I could go on and on. It's an entertaining pastime to review so many attempts. However, something has happened in the past generation, really two things. Firstly, advertising pushed the inventers of trademark names to simplify them, particularly in the face of regulations that forbade the use of many common words in product brands. Thus, we have "Top Flite" golf balls, "Shop Rite" and "Rite Aid" retailers, and new uses for numbers, such as "Food4Less" for a midwestern market chain and "2-Qt" for a stuffed toy brand. Secondly, the advent of ubiquitous cell phones motivated kids everywhere to develop "txtspk". Single-letter "words" such as R and U plus substituting W for the long O leads to "R U HWM?" Number-words abound: 2 for "to" and "too", 4 for "for", 8 in "GR8", and even 9 in "SN9" ("asinine", for kids who have that word in their working vocabulary). Acronyms multiply: LOL, ROFL (rolling on floor laughing), TTYS (talk to you soon)…a still-growing list. Even though most of us now have smart phones with a full keyboard (but it's tiny), txtspk saves time and now even X-Gen and Boomers (such as me) use it.

Social change works from the bottom up.

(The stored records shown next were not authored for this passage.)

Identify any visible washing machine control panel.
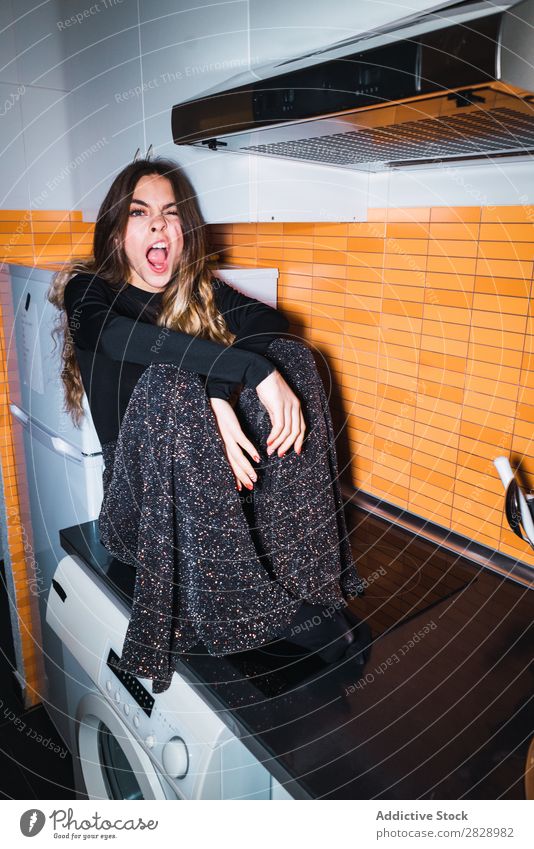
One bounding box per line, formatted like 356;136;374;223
106;649;154;717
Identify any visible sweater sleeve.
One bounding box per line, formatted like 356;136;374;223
64;275;275;388
206;278;289;400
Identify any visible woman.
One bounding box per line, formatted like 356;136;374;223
49;159;366;692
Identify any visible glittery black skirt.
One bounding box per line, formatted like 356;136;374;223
99;338;360;693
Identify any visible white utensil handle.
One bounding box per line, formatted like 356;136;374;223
493;457;534;545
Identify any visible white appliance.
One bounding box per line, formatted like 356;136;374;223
47;555;271;799
5;265;103;743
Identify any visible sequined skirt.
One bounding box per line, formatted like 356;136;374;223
99;338;360;693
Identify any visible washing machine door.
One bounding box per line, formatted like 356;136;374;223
76;693;176;799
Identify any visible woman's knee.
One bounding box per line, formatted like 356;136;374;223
135;363;205;401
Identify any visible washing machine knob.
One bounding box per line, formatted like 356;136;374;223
162;737;189;778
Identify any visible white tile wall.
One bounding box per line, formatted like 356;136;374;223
12;0;67;90
21;87;77;209
0;0;534;221
250;0;458;65
0;0;20;83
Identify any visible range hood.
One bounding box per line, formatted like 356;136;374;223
172;0;534;171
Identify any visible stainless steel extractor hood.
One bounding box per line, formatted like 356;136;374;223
172;0;534;171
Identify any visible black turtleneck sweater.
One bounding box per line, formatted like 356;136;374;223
64;274;289;444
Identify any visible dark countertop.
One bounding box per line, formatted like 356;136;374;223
60;514;534;799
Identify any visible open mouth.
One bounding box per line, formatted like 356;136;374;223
146;242;169;274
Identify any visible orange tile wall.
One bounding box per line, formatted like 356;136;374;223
0;206;534;704
0;210;93;707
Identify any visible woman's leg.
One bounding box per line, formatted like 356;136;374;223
99;364;306;692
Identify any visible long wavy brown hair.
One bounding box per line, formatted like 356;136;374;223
48;158;236;427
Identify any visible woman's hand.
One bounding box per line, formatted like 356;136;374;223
210;398;260;489
256;369;306;457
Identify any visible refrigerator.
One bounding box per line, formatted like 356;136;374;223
5;264;278;746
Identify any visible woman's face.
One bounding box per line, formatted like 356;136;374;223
124;174;184;292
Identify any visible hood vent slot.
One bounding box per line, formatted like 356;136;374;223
241;98;534;171
172;0;534;171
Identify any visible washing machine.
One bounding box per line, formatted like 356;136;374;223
46;555;271;799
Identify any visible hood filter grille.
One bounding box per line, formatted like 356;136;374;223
239;100;534;171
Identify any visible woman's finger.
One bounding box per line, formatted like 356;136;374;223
293;407;306;454
267;405;291;454
236;438;260;463
228;443;258;489
278;404;300;457
267;409;285;454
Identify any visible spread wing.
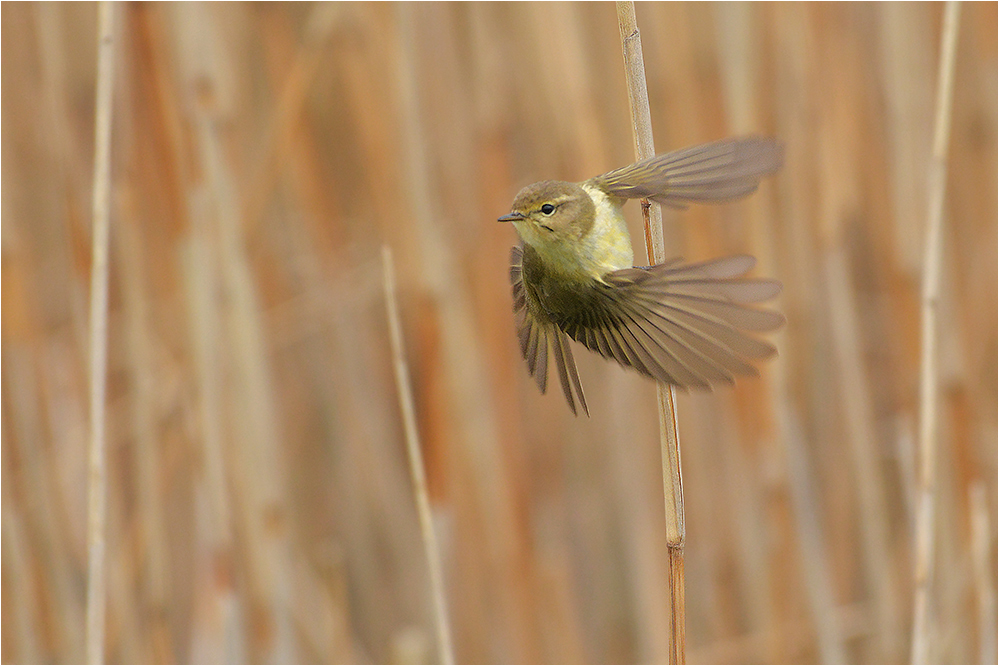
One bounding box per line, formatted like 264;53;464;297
557;255;785;388
510;246;590;417
589;137;784;208
510;247;785;415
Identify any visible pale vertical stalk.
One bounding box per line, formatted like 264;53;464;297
382;245;455;665
910;1;959;664
86;2;115;665
616;2;685;664
969;480;997;665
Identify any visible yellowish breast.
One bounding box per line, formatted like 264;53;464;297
580;185;632;278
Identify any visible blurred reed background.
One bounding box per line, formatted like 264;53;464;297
2;3;997;663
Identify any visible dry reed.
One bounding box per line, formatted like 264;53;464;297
0;3;997;663
86;2;115;665
382;246;455;665
616;2;686;665
910;1;961;665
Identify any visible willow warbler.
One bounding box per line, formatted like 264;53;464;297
499;137;785;415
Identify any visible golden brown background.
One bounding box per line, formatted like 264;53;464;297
2;3;997;663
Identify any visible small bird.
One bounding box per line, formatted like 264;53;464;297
499;136;785;416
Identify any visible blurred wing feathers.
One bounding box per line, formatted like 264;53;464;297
510;247;590;417
590;137;783;208
559;256;784;388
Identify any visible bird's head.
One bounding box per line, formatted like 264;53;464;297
499;181;597;248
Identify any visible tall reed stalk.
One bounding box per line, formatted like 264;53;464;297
911;1;960;664
382;246;455;665
616;2;685;665
86;2;115;665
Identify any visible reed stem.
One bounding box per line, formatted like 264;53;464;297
86;2;115;665
382;245;455;665
911;1;960;664
615;2;685;664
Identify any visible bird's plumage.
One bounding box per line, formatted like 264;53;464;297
500;137;784;414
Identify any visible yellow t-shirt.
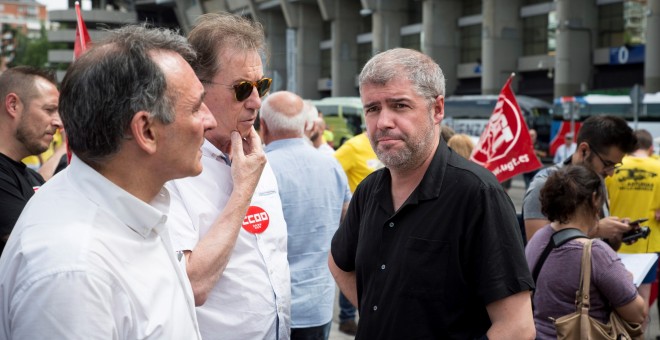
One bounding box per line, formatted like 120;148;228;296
21;129;63;170
605;156;660;253
335;133;383;192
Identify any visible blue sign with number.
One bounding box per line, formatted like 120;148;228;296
610;45;644;65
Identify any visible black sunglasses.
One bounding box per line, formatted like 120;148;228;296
204;78;273;102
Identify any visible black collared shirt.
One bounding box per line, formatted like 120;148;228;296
0;153;44;254
332;142;534;339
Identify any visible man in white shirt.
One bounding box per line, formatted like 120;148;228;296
168;13;291;340
0;26;216;339
553;132;577;164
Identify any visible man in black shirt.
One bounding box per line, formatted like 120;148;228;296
0;66;62;253
328;48;535;339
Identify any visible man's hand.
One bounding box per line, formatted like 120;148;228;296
589;216;631;251
230;127;266;193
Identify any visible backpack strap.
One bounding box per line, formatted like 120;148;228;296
532;228;588;282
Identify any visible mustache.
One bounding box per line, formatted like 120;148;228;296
374;130;406;142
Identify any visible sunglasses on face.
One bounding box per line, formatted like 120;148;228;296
204;78;273;102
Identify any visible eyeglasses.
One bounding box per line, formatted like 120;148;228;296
587;144;623;170
202;78;273;102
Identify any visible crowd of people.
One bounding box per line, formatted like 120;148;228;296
0;9;660;340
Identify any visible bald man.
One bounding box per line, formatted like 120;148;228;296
261;91;351;339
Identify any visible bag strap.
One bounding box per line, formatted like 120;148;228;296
575;239;594;310
532;228;588;282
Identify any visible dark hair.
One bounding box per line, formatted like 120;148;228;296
59;25;195;163
188;12;267;82
541;165;603;223
0;66;57;105
635;129;653;150
577;116;637;153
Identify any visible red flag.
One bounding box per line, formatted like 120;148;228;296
73;1;92;60
66;1;92;163
470;74;541;182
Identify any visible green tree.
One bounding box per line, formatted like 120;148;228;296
11;23;48;67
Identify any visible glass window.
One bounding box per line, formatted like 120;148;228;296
405;1;422;25
359;15;372;34
321;21;332;41
461;0;481;17
358;42;371;70
523;14;548;55
598;2;624;47
523;11;557;56
461;24;481;63
320;48;332;78
623;0;647;45
401;33;422;51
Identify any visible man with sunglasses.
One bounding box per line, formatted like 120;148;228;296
168;13;291;339
523;116;637;250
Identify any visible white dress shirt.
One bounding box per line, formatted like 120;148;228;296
0;157;200;339
166;141;291;340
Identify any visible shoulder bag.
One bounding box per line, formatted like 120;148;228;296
553;240;644;340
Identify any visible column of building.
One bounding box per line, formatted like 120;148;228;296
363;0;405;54
325;0;362;97
644;0;660;93
554;0;598;97
255;9;288;92
481;0;522;94
421;0;461;95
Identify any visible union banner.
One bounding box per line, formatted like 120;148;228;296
470;74;541;182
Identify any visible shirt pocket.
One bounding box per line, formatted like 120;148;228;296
401;237;450;300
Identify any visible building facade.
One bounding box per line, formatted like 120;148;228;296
51;0;660;100
0;0;48;72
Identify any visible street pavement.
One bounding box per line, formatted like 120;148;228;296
330;176;660;340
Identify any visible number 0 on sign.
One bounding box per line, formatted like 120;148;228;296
243;205;270;234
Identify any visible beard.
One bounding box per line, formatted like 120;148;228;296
369;114;436;170
15;119;50;155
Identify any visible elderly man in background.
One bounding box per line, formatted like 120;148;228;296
0;26;215;339
0;66;62;254
260;91;351;340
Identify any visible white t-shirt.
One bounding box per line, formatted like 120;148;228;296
0;157;200;339
166;141;291;340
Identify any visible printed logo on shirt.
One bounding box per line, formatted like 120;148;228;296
614;168;658;191
243;205;270;234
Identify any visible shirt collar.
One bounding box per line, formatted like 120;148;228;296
66;155;170;237
265;138;309;152
375;138;448;210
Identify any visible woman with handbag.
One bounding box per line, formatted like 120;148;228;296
525;166;648;339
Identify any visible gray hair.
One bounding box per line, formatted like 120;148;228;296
0;66;57;105
188;12;267;82
359;48;445;103
259;92;307;137
59;25;196;163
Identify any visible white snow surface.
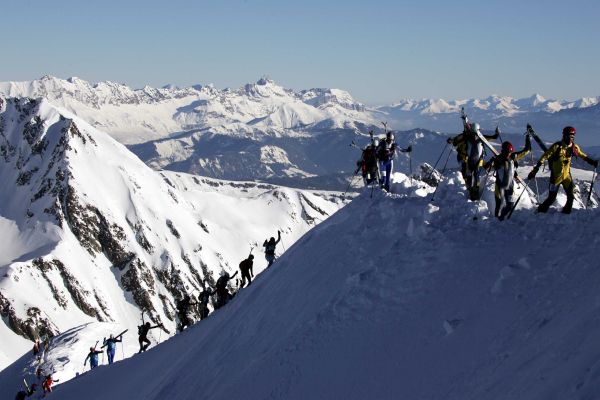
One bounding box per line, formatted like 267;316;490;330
0;167;600;400
0;98;347;378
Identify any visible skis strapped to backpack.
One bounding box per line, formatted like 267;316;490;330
527;124;548;153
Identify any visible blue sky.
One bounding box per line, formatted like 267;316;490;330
0;0;600;104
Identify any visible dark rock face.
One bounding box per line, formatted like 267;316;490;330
0;292;59;340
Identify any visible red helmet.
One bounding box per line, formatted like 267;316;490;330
502;142;515;153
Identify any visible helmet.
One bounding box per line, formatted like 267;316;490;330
502;142;515;153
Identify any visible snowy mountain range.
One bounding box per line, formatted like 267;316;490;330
0;162;600;400
0;76;600;190
0;97;346;367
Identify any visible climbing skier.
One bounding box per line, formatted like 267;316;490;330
177;294;196;332
198;287;215;320
138;322;164;353
448;120;500;200
240;253;254;288
15;383;37;400
83;347;102;369
355;139;379;186
215;271;238;309
263;230;281;268
484;136;531;221
527;126;598;214
102;333;123;364
42;374;59;397
377;131;412;192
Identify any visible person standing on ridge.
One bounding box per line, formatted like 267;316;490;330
177;294;196;332
263;230;281;268
527;126;598;214
198;287;215;320
138;322;163;354
448;120;500;201
215;271;238;309
484;135;531;221
42;374;60;397
15;382;37;400
377;131;412;192
240;253;254;289
102;333;123;365
83;347;102;369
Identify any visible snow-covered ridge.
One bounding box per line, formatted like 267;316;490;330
0;98;344;374
0;167;600;400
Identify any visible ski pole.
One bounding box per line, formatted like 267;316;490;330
586;167;598;209
431;148;454;201
279;227;285;253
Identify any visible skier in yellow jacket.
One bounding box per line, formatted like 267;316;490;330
527;126;598;214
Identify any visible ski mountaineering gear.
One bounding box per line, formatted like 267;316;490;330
263;231;281;268
138;322;164;353
102;332;125;365
527;126;598;214
239;254;254;288
377;131;396;192
448;108;500;201
484;139;531;221
83;347;102;369
215;271;238;309
42;375;59;396
198;287;215;320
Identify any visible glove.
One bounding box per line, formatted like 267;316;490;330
527;165;540;180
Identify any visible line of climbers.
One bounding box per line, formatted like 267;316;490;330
355;131;412;192
447;118;598;220
15;230;281;400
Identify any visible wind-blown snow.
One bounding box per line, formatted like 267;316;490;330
0;164;600;400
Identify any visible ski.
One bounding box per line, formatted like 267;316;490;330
475;128;536;203
100;329;129;349
526;124;548;153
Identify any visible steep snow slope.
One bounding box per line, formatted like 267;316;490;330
2;173;600;400
0;98;345;372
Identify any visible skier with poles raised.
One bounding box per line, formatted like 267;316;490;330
448;109;500;201
377;131;412;192
527;126;598;214
102;333;123;365
484;136;531;221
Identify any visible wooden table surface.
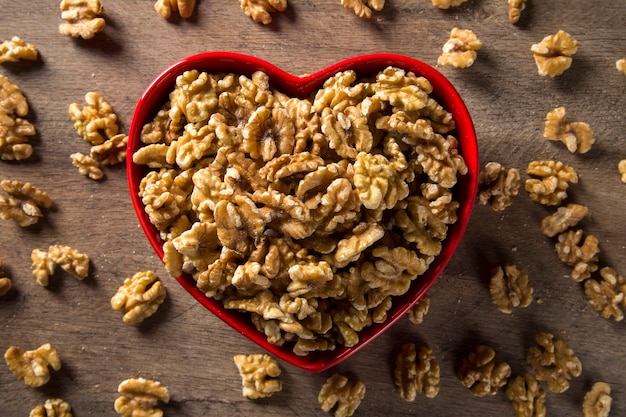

Top-down just won't hack it. Unless, of course, you are dictator and can force it through, as Mao did when he simplified Chinese writing the year after taking power in 1949. Many of my Chinese friends cannot read traditional Chinese script. Fortunately, Google Lens can handle both, so Chinese-to-Chinese translation is possible!

We have yet to see any major literature moving to txtspk, let alone technical and scientific journals. If that were to happen, the next generation would need Google Lens or an equivalent to read what I am writing now, and all English publications prior.

It will be a while. Meantime, let this book remind us of the many times our forbears dodged the bullet and declined to shed our traditional written language. The legacy firstly of several long-term invasions (Saxon and Norman in particular), and then the rise of the British Empire, and finally in "melting-pot" America, our language is a mash-up of three giant linguistic traditions and a couple of smaller ones, plus borrowings, complete with original spelling if it existed, from dozens or hundreds of languages. Thus, one more thing found primarily in English: the idea of etymology, the knowledge of a word's origin. I haven't checked; do dictionaries for other languages include the etymologies of the words? My wife has several Japanese dictionaries of various sizes; none mentions the source of words except for noting which are non-Japanese because they have to be spelled with a special syllabary called Katakana.

English is unique. Harder to learn than some languages, but not all, it is still the most-spoken language on Earth. It is probably also the most-written, in spite of all the craziness.